La préparation conditionne la suite : quadriceps et ischios équilibrés, mobilité d’extension complète retrouvée avant l’opération, et plan clair de rééducation postopératoire. Pour approfondir les étapes et options, voir comprendre et traiter une rupture du ligament croisé antérieur. Pour Léa, un greffon ischio a été retenu, avec renforcement excentrique programmé très tôt pour sécuriser la descente en trail.

Le retour au pivot ne s’improvise pas : tests de force et de sauts, symétrie des appuis, puis ré-exposition graduée au dénivelé. Une reprise trop précoce multiplie les risques de re-rupture ou d’irritation méniscale.

Arthrose du genou : de l’ostéotomie à la prothèse du genou

Quand l’usure domine le tableau (douleur mécanique, gonflement à l’effort, pincement radiologique), on pense d’abord à la chirurgie “sans prothèse” : lavage des facteurs inflammatoires et correction d’axe (ostéotomie) si la charge est mal répartie. Si l’atteinte reste localisée, une prothèse unicompartimentale peut suffire ; sinon, la prothèse du genou totale restaure l’alignement et la fonction.
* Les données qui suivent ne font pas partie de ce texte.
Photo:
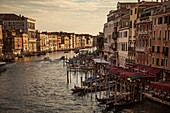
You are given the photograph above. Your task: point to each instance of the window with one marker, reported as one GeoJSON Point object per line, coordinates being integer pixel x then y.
{"type": "Point", "coordinates": [157, 61]}
{"type": "Point", "coordinates": [130, 24]}
{"type": "Point", "coordinates": [159, 35]}
{"type": "Point", "coordinates": [135, 10]}
{"type": "Point", "coordinates": [149, 59]}
{"type": "Point", "coordinates": [139, 42]}
{"type": "Point", "coordinates": [134, 24]}
{"type": "Point", "coordinates": [154, 35]}
{"type": "Point", "coordinates": [166, 62]}
{"type": "Point", "coordinates": [153, 49]}
{"type": "Point", "coordinates": [142, 58]}
{"type": "Point", "coordinates": [165, 19]}
{"type": "Point", "coordinates": [146, 58]}
{"type": "Point", "coordinates": [158, 49]}
{"type": "Point", "coordinates": [143, 27]}
{"type": "Point", "coordinates": [151, 27]}
{"type": "Point", "coordinates": [166, 51]}
{"type": "Point", "coordinates": [163, 50]}
{"type": "Point", "coordinates": [146, 42]}
{"type": "Point", "coordinates": [162, 62]}
{"type": "Point", "coordinates": [143, 42]}
{"type": "Point", "coordinates": [168, 34]}
{"type": "Point", "coordinates": [160, 20]}
{"type": "Point", "coordinates": [131, 12]}
{"type": "Point", "coordinates": [165, 35]}
{"type": "Point", "coordinates": [125, 34]}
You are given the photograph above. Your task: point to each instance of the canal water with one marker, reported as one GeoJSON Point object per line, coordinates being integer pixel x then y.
{"type": "Point", "coordinates": [32, 85]}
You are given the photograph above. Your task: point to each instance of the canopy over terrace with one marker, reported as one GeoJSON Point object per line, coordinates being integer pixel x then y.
{"type": "Point", "coordinates": [162, 85]}
{"type": "Point", "coordinates": [102, 61]}
{"type": "Point", "coordinates": [151, 70]}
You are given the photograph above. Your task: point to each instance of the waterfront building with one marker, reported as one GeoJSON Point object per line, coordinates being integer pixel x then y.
{"type": "Point", "coordinates": [95, 40]}
{"type": "Point", "coordinates": [77, 41]}
{"type": "Point", "coordinates": [18, 22]}
{"type": "Point", "coordinates": [88, 40]}
{"type": "Point", "coordinates": [111, 33]}
{"type": "Point", "coordinates": [1, 41]}
{"type": "Point", "coordinates": [25, 47]}
{"type": "Point", "coordinates": [161, 38]}
{"type": "Point", "coordinates": [70, 35]}
{"type": "Point", "coordinates": [123, 39]}
{"type": "Point", "coordinates": [58, 42]}
{"type": "Point", "coordinates": [42, 42]}
{"type": "Point", "coordinates": [52, 41]}
{"type": "Point", "coordinates": [66, 42]}
{"type": "Point", "coordinates": [46, 41]}
{"type": "Point", "coordinates": [135, 11]}
{"type": "Point", "coordinates": [82, 38]}
{"type": "Point", "coordinates": [12, 42]}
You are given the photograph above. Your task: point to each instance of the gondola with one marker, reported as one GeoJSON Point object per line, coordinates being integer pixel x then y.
{"type": "Point", "coordinates": [104, 100]}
Dans tous les cas, l’ambition reste une marche vaillante, du vélo et de la rando, la course régulière étant rarement conseillée après prothèse totale.

Les options modernes (guides sur mesure, robotique, protocoles de récupération rapide) ont changé l’expérience patient. Pour explorer les pistes non invasives et les innovations, vous pouvez consulter ces solutions innovantes face à l’arthrose. Chez Léa, l’objectif est justement d’éviter l’usure prématurée : stabiliser et protéger aujourd’hui pour courir encore demain.

Le message est simple : traiter l’axe et la charge, c’est déjà alléger la douleur et retarder la chirurgie lourde.

Rééducation postopératoire : phases, repères et retour au trail

La rééducation postopératoire commence le jour même ou le lendemain : mobilisation douce, verrouillage du quadriceps, appui assisté, puis marche fluide. Après suture méniscale, l’appui est modulé pour respecter la cicatrisation ; après méniscectomie, l’appui complet est souvent autorisé rapidement ; après ligamentoplastie, on suit des paliers clairs sur la force, la mobilité et la proprioception. La douleur est gérée activement pour permettre l’entraînement des qualités motrices sans crispation.

On valide des jalons mesurables : extension complète sans douleur, flexion fonctionnelle, symétrie de force >90 %, tests de sauts contrôlés, puis ré-introduction du dénivelé, d’abord en montée, ensuite en descente, enfin en terrain technique. Le travail du pied et de la cheville sécurise la chaîne ; la coordination hanche-genou-cheville évite les surcharges. Pour cadrer l’accompagnement, voir le rôle essentiel de la kinésithérapie.

Dernier repère mental : le plus important, c’est la régularité, pas l’héroïsme. Dix séances bien posées valent mieux qu’un bloc surmotivé suivi de trois semaines d’arrêt.

Au final, une stratégie gagnante réunit un geste chirurgical précis, une programmation d’efforts progressive et une écoute fine des signaux du genou.